Our SEO Office Hours recaps below compile best practices Google has recommended for websites dealing with duplicate content issues.
(See Lumar’s full guide to duplicate content for even more actionable tips on how SEOs can address duplicate content issues.)
For even more on website content best practices for SEO, read our Guide to Optimizing Website Content for Search — or explore our Website Intelligence Academy resources on SEO & Content.
Avoid Having Domains Additionally Accessible as CDN Subdomains
If the same content exists on a main domain and as a subdomain of a CDN, it can be indexed separately. This also means Google will have to crawl more to see the same amount of content. Use redirects, canonical tags, internal linking and sitemaps to set a preferred version.

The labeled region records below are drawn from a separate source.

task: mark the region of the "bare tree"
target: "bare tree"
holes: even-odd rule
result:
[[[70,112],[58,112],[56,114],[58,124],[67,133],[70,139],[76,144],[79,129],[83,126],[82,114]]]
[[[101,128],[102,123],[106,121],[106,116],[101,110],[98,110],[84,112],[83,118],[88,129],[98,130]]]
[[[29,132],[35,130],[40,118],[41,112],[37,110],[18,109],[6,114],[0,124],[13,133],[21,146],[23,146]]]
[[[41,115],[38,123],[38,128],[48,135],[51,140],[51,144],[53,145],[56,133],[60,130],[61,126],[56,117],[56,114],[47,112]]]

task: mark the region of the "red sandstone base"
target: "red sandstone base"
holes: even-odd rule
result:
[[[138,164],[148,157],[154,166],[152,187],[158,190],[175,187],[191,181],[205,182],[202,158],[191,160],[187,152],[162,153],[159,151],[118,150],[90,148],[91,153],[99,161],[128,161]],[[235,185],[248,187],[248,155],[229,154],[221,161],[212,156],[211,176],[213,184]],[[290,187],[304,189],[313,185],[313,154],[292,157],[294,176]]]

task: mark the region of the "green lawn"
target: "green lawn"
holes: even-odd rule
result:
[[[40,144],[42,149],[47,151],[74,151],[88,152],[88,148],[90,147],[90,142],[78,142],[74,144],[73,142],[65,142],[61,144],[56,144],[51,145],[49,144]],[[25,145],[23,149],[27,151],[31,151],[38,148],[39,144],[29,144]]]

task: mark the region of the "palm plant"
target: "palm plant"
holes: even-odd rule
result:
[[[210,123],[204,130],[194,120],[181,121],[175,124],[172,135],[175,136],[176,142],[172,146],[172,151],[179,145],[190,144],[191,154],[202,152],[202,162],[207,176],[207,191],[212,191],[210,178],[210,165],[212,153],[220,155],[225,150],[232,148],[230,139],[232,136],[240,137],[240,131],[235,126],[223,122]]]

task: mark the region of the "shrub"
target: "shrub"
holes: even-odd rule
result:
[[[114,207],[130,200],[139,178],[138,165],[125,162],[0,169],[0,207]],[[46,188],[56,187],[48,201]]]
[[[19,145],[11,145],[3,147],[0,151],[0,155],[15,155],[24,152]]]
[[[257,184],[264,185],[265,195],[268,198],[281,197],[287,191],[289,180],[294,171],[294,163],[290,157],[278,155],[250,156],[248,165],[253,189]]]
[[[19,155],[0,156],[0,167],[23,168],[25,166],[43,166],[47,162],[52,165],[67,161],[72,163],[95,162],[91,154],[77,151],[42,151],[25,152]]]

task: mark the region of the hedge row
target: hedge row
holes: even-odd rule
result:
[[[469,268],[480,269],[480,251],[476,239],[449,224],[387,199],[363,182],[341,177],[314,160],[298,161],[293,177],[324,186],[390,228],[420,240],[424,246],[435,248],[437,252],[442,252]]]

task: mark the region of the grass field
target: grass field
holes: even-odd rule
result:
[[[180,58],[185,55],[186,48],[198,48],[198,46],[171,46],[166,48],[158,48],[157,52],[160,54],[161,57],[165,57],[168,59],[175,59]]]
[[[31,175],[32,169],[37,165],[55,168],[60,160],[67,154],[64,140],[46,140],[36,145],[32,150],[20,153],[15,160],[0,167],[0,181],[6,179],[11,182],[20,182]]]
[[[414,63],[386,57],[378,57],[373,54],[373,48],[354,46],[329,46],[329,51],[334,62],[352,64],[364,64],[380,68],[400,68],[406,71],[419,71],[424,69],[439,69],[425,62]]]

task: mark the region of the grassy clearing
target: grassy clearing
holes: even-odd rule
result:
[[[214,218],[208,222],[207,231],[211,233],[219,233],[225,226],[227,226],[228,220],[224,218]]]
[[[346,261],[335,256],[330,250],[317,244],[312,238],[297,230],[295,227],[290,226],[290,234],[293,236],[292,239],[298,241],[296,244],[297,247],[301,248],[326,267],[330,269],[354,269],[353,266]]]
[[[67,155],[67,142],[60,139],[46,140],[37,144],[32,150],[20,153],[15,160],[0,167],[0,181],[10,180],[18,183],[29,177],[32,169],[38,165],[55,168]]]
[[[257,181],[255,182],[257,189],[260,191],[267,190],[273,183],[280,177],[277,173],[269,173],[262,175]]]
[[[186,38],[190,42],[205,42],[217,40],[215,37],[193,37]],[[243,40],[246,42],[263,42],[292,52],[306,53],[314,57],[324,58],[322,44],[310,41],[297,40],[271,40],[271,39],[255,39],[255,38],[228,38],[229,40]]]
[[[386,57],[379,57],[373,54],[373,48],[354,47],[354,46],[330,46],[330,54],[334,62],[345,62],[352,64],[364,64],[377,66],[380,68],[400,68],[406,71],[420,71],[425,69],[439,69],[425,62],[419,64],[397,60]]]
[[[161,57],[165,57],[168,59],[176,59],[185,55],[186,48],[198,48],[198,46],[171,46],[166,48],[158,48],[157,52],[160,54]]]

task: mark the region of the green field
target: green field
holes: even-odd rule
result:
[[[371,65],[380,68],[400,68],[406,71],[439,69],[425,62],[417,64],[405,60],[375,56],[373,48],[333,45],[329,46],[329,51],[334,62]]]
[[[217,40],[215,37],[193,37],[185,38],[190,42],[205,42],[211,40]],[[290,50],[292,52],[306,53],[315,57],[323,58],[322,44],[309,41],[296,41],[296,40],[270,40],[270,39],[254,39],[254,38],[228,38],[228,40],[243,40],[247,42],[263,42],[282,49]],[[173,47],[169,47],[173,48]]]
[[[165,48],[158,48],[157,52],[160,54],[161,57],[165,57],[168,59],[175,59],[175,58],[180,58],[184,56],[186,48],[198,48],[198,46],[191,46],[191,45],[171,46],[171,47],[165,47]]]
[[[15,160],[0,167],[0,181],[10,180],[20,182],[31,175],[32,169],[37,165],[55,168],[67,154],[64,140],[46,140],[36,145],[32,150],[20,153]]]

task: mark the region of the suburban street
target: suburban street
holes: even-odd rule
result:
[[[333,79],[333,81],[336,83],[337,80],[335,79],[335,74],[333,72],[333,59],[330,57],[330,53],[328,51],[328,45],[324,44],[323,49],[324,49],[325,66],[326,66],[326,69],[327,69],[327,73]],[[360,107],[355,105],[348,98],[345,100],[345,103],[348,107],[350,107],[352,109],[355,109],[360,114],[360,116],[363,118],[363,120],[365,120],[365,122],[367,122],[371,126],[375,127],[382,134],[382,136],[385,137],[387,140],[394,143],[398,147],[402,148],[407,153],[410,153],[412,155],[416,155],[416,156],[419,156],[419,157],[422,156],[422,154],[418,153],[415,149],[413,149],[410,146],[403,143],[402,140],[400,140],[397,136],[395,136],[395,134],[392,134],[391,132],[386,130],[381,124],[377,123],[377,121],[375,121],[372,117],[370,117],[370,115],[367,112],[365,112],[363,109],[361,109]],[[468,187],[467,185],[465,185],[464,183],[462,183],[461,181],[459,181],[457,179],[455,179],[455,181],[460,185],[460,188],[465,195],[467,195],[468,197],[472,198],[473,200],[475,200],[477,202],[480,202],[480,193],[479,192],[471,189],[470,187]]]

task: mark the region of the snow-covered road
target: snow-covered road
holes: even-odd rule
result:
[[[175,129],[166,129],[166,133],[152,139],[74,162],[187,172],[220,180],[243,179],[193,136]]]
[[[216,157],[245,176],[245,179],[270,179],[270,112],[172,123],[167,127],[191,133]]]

Copyright Violations & Duplicate Content Affect How Google Assesses the Rest of Your Site
If the majority of your content is flagged for something like DMCA copyright violations, Google may decide that the rest of your content isn’t high enough quality to show to users either.
Combine Duplicate Pages Across Owned Sites Into One Page
If you have duplicate pages across different sites, try grouping them into one page and listing the different locations where that service or product is available so you have one strong page to rank with.
GSC May Not Show Data For Your Other Same Language Sites if Content is Identical
Hreflang data may only appear for one of your sites in Search Console if the content is identical across a collection of same language sites e.g. UK and US. Use the ‘Inspect URL’ tool to check for issues like this.
Google Folds Together Different Country Versions in Search Unless Content is Unique
With different country versions of sites on different ccTLDs, Google will fold these together in search unless they have unique content. John recommends providing localised content on these different ccTLDs to make them as relevant as possible to users as well as consulting with experts in this area.
Canonicalise Duplicate Pages Between Your Sites so They’re Not Seen as Doorway Pages
Use the canonical tag if you are offering the same products on lots of different sites so Google doesn’t suspect that these are doorway pages.
Make Same Language, Different Country Page Versions Unique to Avoid Being Folded Together
International sites with different country versions with the same language can be problematic if Google folds them together in the index e.g. German and Austrian sites with the same content. John recommends making the content on these versions as different as possible, however this isn’t always possible, like with product pages. Webmasters can check if pages are being folded together by using an info: query to check the canonical version.
Use canonicalization Instead of Noindex for Duplicate Content
John recommends using rel=canonical instead of noindex in order to deal with duplicate content in the best way. This way the signals from both page versions can be combined rather than dropping all the signals from the noindexed page.
Duplicate PDFs Are Seen as Duplicate Content
Duplicate PDFs are seen in the same way as duplicate content. For duplicate PDFs Google would pick one to show in the search results.
Google Can Proactively Assume Duplicate Pages Before Crawling Them
Google will sometimes assumes that pages are duplicates before crawling them. This can happen when you have multiple parameters for your URLs that don’t actually change the content being served.